Globally, Millennials Show Support for Same-Sex Marriage

Christian Kurz by Christian Kurz, Research & Insight, Viacom International Media Networks

Last week, the UK’s House of Commons – the lower house of parliament – in which the Conservative party currently holds a majority, voted with an overwhelming majority of 400 to 175 in favour of a bill opening up the definition of marriage to same sex couples. Civil partnerships which effectively grant same sex couples the same legal rights as married couples have been introduced in the UK in 2005.

Today, France’s National Assembly passed a similar bill 329 – 229 with 10 deputies abstaining. The bill must still be passed by the Senate. Meanwhile, same sex couples in a number of other countries including Germany, the Netherlands, Belgium, Portugal, Spain, Norway, Sweden, Argentina, Canada and South Africa already have the right.
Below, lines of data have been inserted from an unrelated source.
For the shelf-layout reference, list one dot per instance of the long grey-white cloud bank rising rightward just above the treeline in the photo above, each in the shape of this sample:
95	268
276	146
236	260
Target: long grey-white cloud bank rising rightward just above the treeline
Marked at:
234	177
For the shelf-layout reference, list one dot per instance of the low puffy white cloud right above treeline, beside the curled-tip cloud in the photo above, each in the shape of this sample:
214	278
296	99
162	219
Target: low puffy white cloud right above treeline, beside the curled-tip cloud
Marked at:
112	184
In Brazil and Mexico a number of states/districts have also passed laws, as have 10 states/districts in the US with President Obama recently declaring “Our journey is not complete until our gay brothers and sisters are treated like anyone else under the law — for if we are truly equal, then surely the love we commit to one another must be equal as well”.
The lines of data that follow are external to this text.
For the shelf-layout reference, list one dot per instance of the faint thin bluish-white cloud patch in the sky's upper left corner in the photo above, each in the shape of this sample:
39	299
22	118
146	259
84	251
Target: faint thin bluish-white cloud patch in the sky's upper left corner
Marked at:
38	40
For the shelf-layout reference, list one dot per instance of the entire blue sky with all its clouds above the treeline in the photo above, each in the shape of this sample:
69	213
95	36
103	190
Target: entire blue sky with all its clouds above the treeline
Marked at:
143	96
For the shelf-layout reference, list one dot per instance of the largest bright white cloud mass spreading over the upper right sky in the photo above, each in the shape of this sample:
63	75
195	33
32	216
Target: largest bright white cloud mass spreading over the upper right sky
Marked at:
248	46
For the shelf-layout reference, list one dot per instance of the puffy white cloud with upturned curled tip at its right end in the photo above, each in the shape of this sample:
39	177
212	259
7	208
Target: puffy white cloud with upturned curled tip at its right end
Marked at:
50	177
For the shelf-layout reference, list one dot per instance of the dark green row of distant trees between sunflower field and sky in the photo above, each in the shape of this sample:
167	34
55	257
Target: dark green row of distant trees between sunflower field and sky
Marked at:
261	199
At the same time, Russia’s government is considering outlawing “homosexual propaganda,” meaning public events that promote LGBT rights and public displays of same-sex affection.

With all that in mind, we wanted to find out what Millennials – those aged between 12 and 30 in this context (we didn’t ask those under 12), think. Millennials in general are known to hold Tolerance as a very important value, and the acceptance of same sex couples – and marriages – would be just an extension of that.

What we found mostly confirmed that – agreement to the statement “All people should have the right to marry whomever they choose, including same-sex couples” was led by a few countries in which it is already legal and accepted (The Netherlands, Spain, Sweden, Germany, Canada, Argentina) followed by the UK, Italy (where the Roman Catholic church is hard at work lobbying against any laws) and France.

With 68% agreement, the U.S. comes in ranked number 12 among the 22 countries in this survey, behind Australia and just ahead of Greece.

Among those in our survey, only three countries came in with less than 50% agreement: India, Turkey (still in the high 40s) and Russia with 39% agreement.